The trick#0 you mention is how I made an entire C dialect. Here is a generic binary heap, for example https://github.com/gritzko/librdx/blob/master/abc/HEAPx.h The syntax is a bit heavyweight, but a huge huge advantage is: you get regular C structs in the end, very plain, very predictable, very optimizable. Compiler would eat them like donuts.

In the other cases, it is void* and runtime memory sizing and you have to define macros anyway.

dhooper

OP here. Binary heaps and linked lists are different use cases. A binary heap must read the data you put in it to store it correctly, but a linked list doesn't. If I were writing a generic binary heap, maybe I would weigh my options differently. I mentioned this in the footnotes.

variadix

I agree, there are actually several reasons to prefer the header impl. Debugging is better, both because you can step through the header code where you can’t with a macro function, and because the type information available to the debugger is better. There are more opportunities for compiler optimizations because each instantiation is monomorphized and you don’t pay a runtime cost with variable sizing, generic structures can also be placed on the stack because of the fixed sizing.

There are workarounds for at least two of the problems the author mentions. Naming can be changed from Bar_func(args…) to func(Bar)(args…) with a function name macro that just does name mangling. You can avoid some of the binary bloat by using weak symbols, letting the linker deduplicate functions shared between translation units at link time.

There are other problems for generic containers of pointer types however, you can work around them by using a typedef or a type alias.

Intrusive data structures are more convenient in C still, but working with them in a debugger is a pain.

dhooper

OP here. It's worth noting that no work is being done in the macros of my article, they compile down to a normal c function call which you can step through in a debugger.

There is little benefit in monomorphizing the implementation of a data structure like a linked list where its behavior doesn't depend on the contents of the data it contains (compared to, say, a max heap)

eqvinox

Interesting idea with the union and using typeof(). We (I) went with large macros defining wrappers instead, which, I believe, is a necessity with intrusive data structures, or at least I don't immediately see how to do that with unions & typeof. Maybe it's possible...?

e.g. hash table wrapper: https://github.com/FRRouting/frr/blob/master/lib/typesafe.h#...

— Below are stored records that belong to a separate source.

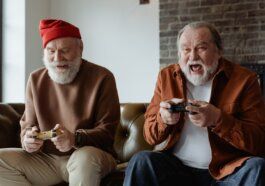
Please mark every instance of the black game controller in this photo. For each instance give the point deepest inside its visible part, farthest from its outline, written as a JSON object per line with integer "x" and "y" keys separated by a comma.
{"x": 177, "y": 107}
{"x": 180, "y": 107}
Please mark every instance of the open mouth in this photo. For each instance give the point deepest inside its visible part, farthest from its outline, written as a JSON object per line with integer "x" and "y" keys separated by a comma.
{"x": 62, "y": 67}
{"x": 196, "y": 68}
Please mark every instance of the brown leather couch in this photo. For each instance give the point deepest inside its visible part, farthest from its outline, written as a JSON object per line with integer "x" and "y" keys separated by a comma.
{"x": 128, "y": 138}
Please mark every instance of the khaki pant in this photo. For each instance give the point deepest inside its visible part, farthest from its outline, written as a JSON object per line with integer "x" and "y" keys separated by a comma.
{"x": 86, "y": 166}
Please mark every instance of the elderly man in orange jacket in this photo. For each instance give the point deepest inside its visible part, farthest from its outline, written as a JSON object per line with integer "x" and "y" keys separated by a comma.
{"x": 208, "y": 116}
{"x": 76, "y": 99}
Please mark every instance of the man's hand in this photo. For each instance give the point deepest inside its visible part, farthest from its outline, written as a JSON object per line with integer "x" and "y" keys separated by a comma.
{"x": 30, "y": 142}
{"x": 205, "y": 114}
{"x": 65, "y": 141}
{"x": 168, "y": 117}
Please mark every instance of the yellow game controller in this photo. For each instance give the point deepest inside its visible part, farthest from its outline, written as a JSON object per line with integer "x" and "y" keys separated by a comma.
{"x": 45, "y": 135}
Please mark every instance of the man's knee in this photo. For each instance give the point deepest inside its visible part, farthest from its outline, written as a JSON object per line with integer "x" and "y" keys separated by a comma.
{"x": 141, "y": 158}
{"x": 90, "y": 158}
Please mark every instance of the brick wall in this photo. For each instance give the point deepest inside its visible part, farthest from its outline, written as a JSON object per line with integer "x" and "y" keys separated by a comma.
{"x": 240, "y": 22}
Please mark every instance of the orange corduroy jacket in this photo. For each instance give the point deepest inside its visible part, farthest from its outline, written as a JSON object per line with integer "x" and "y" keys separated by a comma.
{"x": 239, "y": 134}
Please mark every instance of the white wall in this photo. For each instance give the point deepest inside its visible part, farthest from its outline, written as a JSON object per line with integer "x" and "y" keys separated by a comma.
{"x": 35, "y": 11}
{"x": 118, "y": 34}
{"x": 13, "y": 50}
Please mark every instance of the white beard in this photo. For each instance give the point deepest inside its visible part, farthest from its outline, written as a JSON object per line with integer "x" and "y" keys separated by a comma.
{"x": 66, "y": 76}
{"x": 197, "y": 79}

(cf. https://docs.frrouting.org/projects/dev-guide/en/latest/list...)

null

[deleted]

HexDecOctBin

The key idea here seems to be to use function pointer's type to enforce type safety rather than using the data "handle" type (that is often found in implementations inspired by Sean Barrett's strechy_buffers).

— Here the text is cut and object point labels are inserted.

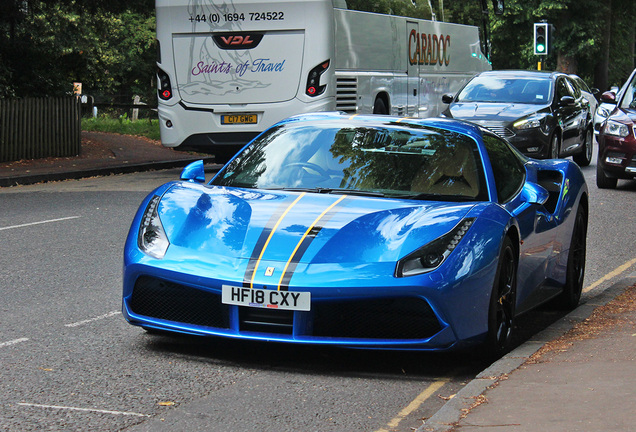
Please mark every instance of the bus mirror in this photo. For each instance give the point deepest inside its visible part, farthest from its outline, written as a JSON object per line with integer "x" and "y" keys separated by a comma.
{"x": 448, "y": 98}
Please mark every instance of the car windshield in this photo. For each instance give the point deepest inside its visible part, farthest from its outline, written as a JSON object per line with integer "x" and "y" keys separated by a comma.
{"x": 629, "y": 95}
{"x": 389, "y": 159}
{"x": 487, "y": 88}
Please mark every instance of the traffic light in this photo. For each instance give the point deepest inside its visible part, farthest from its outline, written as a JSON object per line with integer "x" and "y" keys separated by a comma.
{"x": 541, "y": 38}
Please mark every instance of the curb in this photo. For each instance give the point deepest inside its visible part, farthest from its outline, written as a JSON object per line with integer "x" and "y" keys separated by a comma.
{"x": 23, "y": 180}
{"x": 451, "y": 413}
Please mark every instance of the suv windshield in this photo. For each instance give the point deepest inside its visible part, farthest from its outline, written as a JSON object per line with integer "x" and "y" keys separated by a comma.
{"x": 487, "y": 88}
{"x": 388, "y": 159}
{"x": 629, "y": 94}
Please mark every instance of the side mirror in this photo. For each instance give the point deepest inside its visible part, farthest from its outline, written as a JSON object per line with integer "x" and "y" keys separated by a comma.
{"x": 566, "y": 100}
{"x": 533, "y": 193}
{"x": 448, "y": 98}
{"x": 194, "y": 172}
{"x": 608, "y": 97}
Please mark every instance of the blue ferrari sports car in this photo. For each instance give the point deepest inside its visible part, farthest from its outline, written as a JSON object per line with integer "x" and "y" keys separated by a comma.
{"x": 360, "y": 231}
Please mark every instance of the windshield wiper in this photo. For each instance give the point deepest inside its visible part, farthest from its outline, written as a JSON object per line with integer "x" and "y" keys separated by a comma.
{"x": 332, "y": 190}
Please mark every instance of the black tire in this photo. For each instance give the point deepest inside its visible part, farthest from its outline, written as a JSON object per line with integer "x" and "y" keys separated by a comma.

> One annoying thing about C is that it does not consider these two variables to have the same type

C23 solves that too: https://www.open-std.org/jtc1/sc22/wg14/www/docs/n3037.pdf

Supported by latest GCC and Clang, but not by MSVC.

dhooper

OP here. Not quite. The key idea is about using a union to associate type information with a generic data type. Type casting a function is not the only way to use that type information. I discuss that as well as the C23 changes in the footnotes and the "typeof on old compilers" section.

null

[deleted]

ape4

Or write in CFront and have it translated to C

uecker

It is cool trick. I already use in my experimental library though ;-) https://github.com/uecker/noplate/blob/main/src/list.h

eqvinox

I guess if anyone might know it might be you—do you see any way of doing this for intrusive data structures, embedding the node struct in the data (and as side effect supporting an object to be on multiple containers) rather than the data in the node like you're doing there?

notnmeyer

pretty sure C is the new Go.

revskill

Without the concurreny part.

b0a04gl

what happens if two types have same size and alignment but different semantics : like `int` vs `float` or `struct { int a; }` vs `int`? does the type tag system catch accidental reuse . aka defending against structual collisions

asplake

Interesting! I’m working on toy/educational generator of ML-style tagged variants and associated functions in C (for a compiler) and when I’m a bit further along I will see if they’re compatible.